C’est la personne qui reçoit l’argent, le donataire, qui a la responsabilité de remplir et de déposer ce formulaire auprès du service des impôts de son domicile. Cette démarche doit être effectuée dans le mois qui suit la réception du don. Ce document est la preuve officielle qui permet de justifier l’origine des fonds et, surtout, de déclencher l’application de l’abattement fiscal correspondant. Sans cette déclaration, l’abattement n’est pas appliqué, et le fisc pourrait réclamer des droits sur la totalité de la somme lors d’un contrôle ou au moment de la succession.
L’avantage caché de la déclaration : réinitialiser le compteur fiscal
Déclarer un don via le formulaire 2735 n’est pas seulement une obligation, c’est une stratégie de transmission de patrimoine. En effet, la déclaration permet de « prendre date ». Cela signifie que le fameux délai de 15 ans pour la reconstitution de l’abattement commence à courir à partir de la date de l’enregistrement du don.
Prenons un exemple simple. Un parent de 85 ans donne 50 000 € à son enfant et déclare ce don. Si ce parent décède à 95 ans (soit 10 ans après), ces 50 000 € seront pris en compte dans sa succession. L’abattement de 100 000 € sur l’héritage sera donc réduit à 50 000 €. En revanche, si le parent décède à 101 ans (soit 16 ans après), le don est « purgé » fiscalement. Le compteur est remis à zéro et l’enfant bénéficiera à nouveau de l’intégralité de l’abattement de 100 000 € sur la succession. Déclarer un don, même tard, est donc un acte de protection pour ses héritiers.
En résumé, la question n’est pas tant de savoir quelle somme d’argent peut-on donner sans déclarer après 80 ans, mais de comprendre que la déclaration est l’outil qui rend la générosité fiscalement indolore. Pour les petites attentions liées à un événement, le présent d’usage reste la solution de simplicité. Pour les sommes plus importantes, le don manuel déclaré est une stratégie de transmission puissante et efficace, permettant de donner des montants conséquents sans impôt, à condition de respecter les règles. La clé n’est pas d’éviter la déclaration, mais de la maîtriser pour servir au mieux sa volonté de transmettre.
Questions fréquentes
J’ai 82 ans, puis-je donner 5 000 € par virement à mon petit-fils sans rien déclarer ?

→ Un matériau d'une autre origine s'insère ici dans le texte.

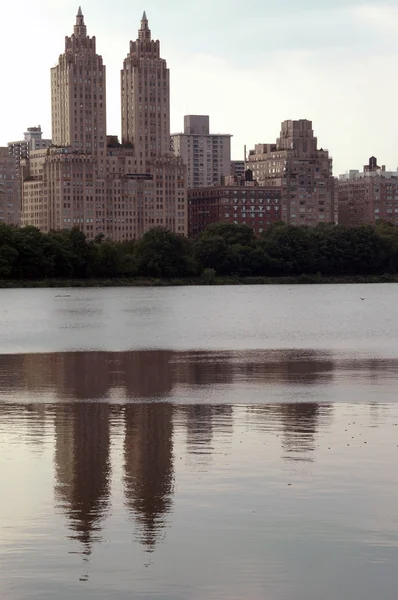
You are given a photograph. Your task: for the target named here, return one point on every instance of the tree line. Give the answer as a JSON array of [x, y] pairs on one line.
[[221, 250]]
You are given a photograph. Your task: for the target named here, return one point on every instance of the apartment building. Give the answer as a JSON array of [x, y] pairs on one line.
[[206, 155]]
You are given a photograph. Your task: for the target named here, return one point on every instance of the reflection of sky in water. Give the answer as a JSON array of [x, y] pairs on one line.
[[186, 318], [199, 377], [197, 501], [264, 470]]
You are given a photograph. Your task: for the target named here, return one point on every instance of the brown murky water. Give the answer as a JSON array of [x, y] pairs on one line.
[[212, 443]]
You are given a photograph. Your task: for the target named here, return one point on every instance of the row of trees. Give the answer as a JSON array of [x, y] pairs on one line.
[[222, 250]]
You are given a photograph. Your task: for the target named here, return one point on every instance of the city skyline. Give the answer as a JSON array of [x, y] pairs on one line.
[[308, 56]]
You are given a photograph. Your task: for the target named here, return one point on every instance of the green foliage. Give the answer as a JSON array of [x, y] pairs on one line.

Non, ce n’est pas conseillé. Un virement de 5 000 € sans événement particulier (comme un anniversaire ou un mariage) sera considéré par le fisc comme un don manuel et non comme un présent d’usage. Votre petit-fils doit donc le déclarer via le formulaire 2735. La bonne nouvelle est qu’il ne paiera aucun impôt, car ce montant est bien inférieur à l’abattement de 31 865 € disponible pour les petits-enfants.

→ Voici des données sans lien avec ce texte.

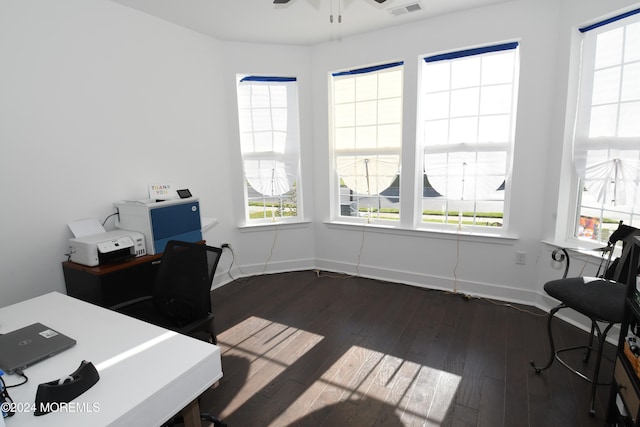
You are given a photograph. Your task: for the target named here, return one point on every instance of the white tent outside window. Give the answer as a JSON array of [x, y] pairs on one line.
[[607, 132], [468, 112], [368, 127], [269, 133]]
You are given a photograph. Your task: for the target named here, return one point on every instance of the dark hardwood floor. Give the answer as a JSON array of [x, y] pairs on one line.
[[300, 349]]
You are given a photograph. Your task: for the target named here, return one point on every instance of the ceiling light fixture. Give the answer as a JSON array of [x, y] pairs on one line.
[[339, 12], [331, 11]]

Mon père de 85 ans veut me donner 120 000 €. Devra-t-il payer des impôts ?
Non, le donateur (votre père) ne paie jamais d’impôt sur la donation. C’est vous, le bénéficiaire, qui êtes redevable des droits. Vous devrez déclarer la somme de 120 000 €. Grâce à l’abattement parent-enfant de 100 000 €, vous ne serez imposé que sur la part excédentaire, soit 20 000 €. Les droits de donation s’élèveront à environ 2 194 €.
Quel est le montant maximum d’un ‘présent d’usage’ pour ne pas avoir de problème ?
Il n’existe aucun montant légal fixe. La notion de « présent d’usage » est appréciée au cas par cas par l’administration fiscale. Le critère principal est la proportionnalité par rapport à votre patrimoine et vos revenus. Une règle non-écrite, issue de la jurisprudence, suggère de ne pas dépasser 1% à 2% de vos revenus annuels ou de votre patrimoine global pour éviter tout risque de requalification en don manuel.
Qui doit remplir le formulaire de déclaration de don, celui qui donne ou celui qui reçoit ?
C’est toujours la personne qui reçoit le don (le donataire) qui a l’obligation légale de le déclarer à l’administration fiscale. La déclaration doit être faite dans le mois qui suit la réception de la somme d’argent, en utilisant le formulaire Cerfa n°2735.